Mais une fois "Panade" terminé, les forces lui manquent définitivement pour s'engager dans une nouvelle aventure de Spirou. Accaparé et passionné par Gaston, Franquin ne veut plus de Spirou 28, dont les dernières apparitions (depuis tout de même 7 ans avec le début de la parution de "QRM sur Bretzelburg" !) se sont faites dans la douleur. « C'est une histoire qui m'a tourmenté beaucoup, qui m'a empoisonné des mois, pour ne pas dire des années 29. Et un jour, j'étais avec Liliane dans un hôtel de la côte belge, où je traînais lamentablement mon boulet et mon "cas de conscience", et au cours d'un repas, brusquement, j'ai regardé ma femme et lui ai dit : "Tu sais quoi ?… Je vais leur dire que je ne dessine plus Spirou 30 !" - "Ah ! m'a-t-elle répondu, si tu veux… si c'est ce dont tu as envie, tu as raison !" J'ai pris cette décision, je la leur ai annoncée quelques jours après, et je me suis senti libéré d'un grand poids ! »31
| Franquin cède ses droits sur tous les personnages de la série, sauf le marsupilami, et c'est un jeune dessinateur récemment rentré chez Dupuis, Jean-Claude Fournier, qui reprendra Spirou à partir de mai 1969. Franquin voulait réutiliser le marsu pour une série ultérieure 32, c'est pourquoi il continuera à le dessiner dans la première histoire réalisée par Fournier, "Le faiseur d'or". Mais Fournier n'utilisera plus le marsupilami par la suite et volera de ses propres ailes, inventant progressivement ses propres personnages secondaires. | ![]() |
Fin donc d'une aventure qui aura duré plus de 22 ans… quelle évolution entre le groom hérité de Jijé et le jeune homme en blouson de "Panade". Le Spirou de Franquin a probablement permis aux éditions Dupuis de survivre à l'après-guerre et au déferlement des comics américains ; Spirou a offert à Franquin la révélation, l'affirmation, la consécration.
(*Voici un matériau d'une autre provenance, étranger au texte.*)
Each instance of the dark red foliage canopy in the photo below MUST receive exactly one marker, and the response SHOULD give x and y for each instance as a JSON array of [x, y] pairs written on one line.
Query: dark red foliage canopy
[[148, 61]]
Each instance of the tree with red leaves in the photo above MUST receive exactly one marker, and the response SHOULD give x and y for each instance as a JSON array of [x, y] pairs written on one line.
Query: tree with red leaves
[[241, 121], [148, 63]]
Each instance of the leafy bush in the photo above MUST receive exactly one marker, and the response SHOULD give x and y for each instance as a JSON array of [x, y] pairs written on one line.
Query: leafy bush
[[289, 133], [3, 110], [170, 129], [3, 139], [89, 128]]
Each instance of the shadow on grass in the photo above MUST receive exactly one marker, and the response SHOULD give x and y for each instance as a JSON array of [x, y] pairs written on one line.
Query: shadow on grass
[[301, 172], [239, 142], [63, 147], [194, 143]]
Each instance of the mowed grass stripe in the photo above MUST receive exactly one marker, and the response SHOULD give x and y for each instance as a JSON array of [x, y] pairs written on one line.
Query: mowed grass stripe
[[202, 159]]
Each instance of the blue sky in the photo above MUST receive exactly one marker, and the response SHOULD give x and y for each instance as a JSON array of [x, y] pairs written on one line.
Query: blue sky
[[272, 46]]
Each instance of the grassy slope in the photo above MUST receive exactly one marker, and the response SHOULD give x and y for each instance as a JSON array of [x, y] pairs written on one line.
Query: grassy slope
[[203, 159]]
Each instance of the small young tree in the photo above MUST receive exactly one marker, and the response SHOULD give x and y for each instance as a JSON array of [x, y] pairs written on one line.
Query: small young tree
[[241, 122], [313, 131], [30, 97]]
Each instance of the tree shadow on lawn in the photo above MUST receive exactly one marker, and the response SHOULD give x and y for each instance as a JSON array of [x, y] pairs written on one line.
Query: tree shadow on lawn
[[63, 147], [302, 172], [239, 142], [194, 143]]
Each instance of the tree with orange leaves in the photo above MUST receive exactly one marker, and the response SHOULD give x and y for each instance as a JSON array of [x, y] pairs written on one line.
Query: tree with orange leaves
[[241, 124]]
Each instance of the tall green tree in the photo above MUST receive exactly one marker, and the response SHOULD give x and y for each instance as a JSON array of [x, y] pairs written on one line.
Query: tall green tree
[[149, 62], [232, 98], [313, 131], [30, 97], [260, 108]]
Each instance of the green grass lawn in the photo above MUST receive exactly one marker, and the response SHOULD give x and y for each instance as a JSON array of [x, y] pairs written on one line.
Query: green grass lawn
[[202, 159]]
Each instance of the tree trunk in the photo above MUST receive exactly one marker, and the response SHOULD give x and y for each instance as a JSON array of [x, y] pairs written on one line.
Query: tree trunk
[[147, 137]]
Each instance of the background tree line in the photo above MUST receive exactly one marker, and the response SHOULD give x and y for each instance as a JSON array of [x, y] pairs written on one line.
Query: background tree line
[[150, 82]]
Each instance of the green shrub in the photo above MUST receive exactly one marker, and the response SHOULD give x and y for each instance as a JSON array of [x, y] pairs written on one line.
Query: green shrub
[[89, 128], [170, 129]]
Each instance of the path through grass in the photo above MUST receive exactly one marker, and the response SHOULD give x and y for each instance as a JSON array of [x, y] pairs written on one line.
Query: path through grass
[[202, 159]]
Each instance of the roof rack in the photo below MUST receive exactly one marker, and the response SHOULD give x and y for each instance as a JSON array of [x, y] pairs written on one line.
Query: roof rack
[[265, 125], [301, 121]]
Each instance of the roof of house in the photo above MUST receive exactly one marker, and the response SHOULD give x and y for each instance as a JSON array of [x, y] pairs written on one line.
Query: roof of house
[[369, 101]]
Mais il y avait une chose que Spirou ne pouvait pas lui offrir : le champ libre. Gaston triomphe donc en 1968, un Gaston de plus en plus débridé, mais aussi petit à petit de plus en plus "subversif"… un Gaston bien dans son époque, et un support idéal pour son créateur qui se prépare à la décennie la plus drôle de toute la bande dessinée.